Le SII est une affection à multiples facettes qui se caractérise par une sensibilité intestinale accrue, une motilité intestinale modifiée et une fonction sécrétoire affaiblie. Le SII est l’une des maladies les plus courantes observées en milieu de soins primaires et touche environ 10 à 20 % de la population générale.1 Malgré sa prévalence, les chercheurs et fournisseurs de soins de santé n’ont toujours pas formulé de conclusions définitives quant à l’étiologie du SII, à la classification et au diagnostic appropriés, et aux stratégies de traitement qui sont les plus efficaces. Étant donné l’absence de réponses à toutes ces questions fondamentales, il n’est pas surprenant que très peu d’études aient cherché à caractériser les différences qui existent entre les femmes et les hommes par rapport au SII. Les résultats préliminaires des quelques études qui ont examiné les différences entres les sexes, indiquent qu’en plus du taux de fréquence accru, les femmes chez qui l’on a posé un diagnostic du SII signalent une qualité de vie plus pauvre dans l’ensemble et un plus grand nombre de symptômes tels que les nausées, la constipation, le ballonnement et d’autres symptômes extracoliques (p. ex., l’urgence urinaire et la rigidité musculaire).2 Les chercheurs ont postulé que les différences qui existent entre les facteurs hormonaux, les réponses au stress et d’autres facteurs psychologiques pourraient expliquer les variations observées entre les hommes et les femmes.

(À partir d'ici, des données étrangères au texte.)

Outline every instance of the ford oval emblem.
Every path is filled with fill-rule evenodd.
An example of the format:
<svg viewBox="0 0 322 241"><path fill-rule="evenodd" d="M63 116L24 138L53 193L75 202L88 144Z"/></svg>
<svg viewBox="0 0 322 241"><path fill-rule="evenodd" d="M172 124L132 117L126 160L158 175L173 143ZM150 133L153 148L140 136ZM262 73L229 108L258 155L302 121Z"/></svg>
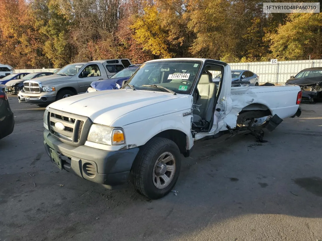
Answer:
<svg viewBox="0 0 322 241"><path fill-rule="evenodd" d="M64 125L64 124L59 121L55 123L55 127L57 130L61 131L65 129L65 126Z"/></svg>

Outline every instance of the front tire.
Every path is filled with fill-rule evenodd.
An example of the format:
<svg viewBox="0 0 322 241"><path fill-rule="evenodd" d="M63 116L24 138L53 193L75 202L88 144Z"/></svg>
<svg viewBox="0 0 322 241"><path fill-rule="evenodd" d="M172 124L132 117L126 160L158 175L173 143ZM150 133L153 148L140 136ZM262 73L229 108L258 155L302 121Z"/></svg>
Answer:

Bien qu’il existe un consensus chez les chercheurs qui étudient le SII, selon lequel la maladie touche plus de femmes que d’hommes, une étude menée par Ruigómez et coll. a rapporté que le taux de fréquence du SII chez les femmes diminue avec l’âge.3 Après l’âge de 70 ans, le taux d’incidence chez les femmes était comparable à celui observé chez les hommes. Cependant, le taux de fréquence du SII était plutôt constant pour tous les groupes d’âge chez les hommes. Les auteurs ont suggéré que la diminution de l’incidence observée chez les femmes était liée à la baisse du taux d’estrogène qui est caractéristique de la ménopause. C’est ce qui a incité le groupe de Ruigómez à étudier la corrélation entre l’HTS (l’utilisation d’un régime d’hormones sexuelles féminines synthétiques par voie orale ou transdermique) et le développement du SII.

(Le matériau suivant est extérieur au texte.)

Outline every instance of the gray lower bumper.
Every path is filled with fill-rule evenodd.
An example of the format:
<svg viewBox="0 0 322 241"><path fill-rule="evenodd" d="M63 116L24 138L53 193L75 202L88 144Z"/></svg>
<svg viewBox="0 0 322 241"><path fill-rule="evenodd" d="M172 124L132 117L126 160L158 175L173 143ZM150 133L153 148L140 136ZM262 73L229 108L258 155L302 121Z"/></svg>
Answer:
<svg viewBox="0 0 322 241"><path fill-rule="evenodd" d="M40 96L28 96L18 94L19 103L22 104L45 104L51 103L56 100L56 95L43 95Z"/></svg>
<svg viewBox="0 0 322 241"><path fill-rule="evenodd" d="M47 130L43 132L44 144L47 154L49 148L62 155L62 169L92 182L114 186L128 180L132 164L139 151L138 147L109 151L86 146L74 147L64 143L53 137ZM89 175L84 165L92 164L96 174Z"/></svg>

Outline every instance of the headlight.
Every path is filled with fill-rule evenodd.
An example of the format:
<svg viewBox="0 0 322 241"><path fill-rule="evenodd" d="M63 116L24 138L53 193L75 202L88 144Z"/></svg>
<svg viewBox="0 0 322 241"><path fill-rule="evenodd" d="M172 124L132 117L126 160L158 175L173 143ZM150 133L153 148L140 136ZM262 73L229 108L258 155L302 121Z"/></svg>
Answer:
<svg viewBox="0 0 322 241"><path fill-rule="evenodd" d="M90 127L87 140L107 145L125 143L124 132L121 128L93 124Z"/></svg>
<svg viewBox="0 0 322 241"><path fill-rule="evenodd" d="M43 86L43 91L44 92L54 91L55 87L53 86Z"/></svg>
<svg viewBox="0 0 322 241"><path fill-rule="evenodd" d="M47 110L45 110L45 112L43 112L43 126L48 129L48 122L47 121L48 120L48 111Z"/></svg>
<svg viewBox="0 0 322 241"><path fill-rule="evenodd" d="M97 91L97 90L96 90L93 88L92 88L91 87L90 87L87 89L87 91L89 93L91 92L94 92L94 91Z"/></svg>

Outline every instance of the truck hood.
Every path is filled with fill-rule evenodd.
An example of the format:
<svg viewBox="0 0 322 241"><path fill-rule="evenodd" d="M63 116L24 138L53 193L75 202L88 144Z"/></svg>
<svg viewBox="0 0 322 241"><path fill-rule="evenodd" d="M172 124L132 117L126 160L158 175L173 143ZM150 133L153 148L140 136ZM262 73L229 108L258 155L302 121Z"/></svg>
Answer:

40 199 femmes âgées entre 50 et 69 ans suivant une HTS et n’ayant pas reçu un diagnostic d’une maladie gastro-intestinale ont été comparées à une cohorte de 50 000 femmes qui n’avaient jamais suivi une HTS.4 Les sujets ont été étudiés dès le début de l’étude jusqu’au plus rapproché des évènements suivants : les sujets ont reçu un diagnostic du SII, les sujets ont atteint l’âge de 70 ans, les sujets sont décédés, les sujets ont été exclus à cause de facteurs extrinsèques (p. ex., abus d’alcool ou cancer) ou l’étude a pris fin.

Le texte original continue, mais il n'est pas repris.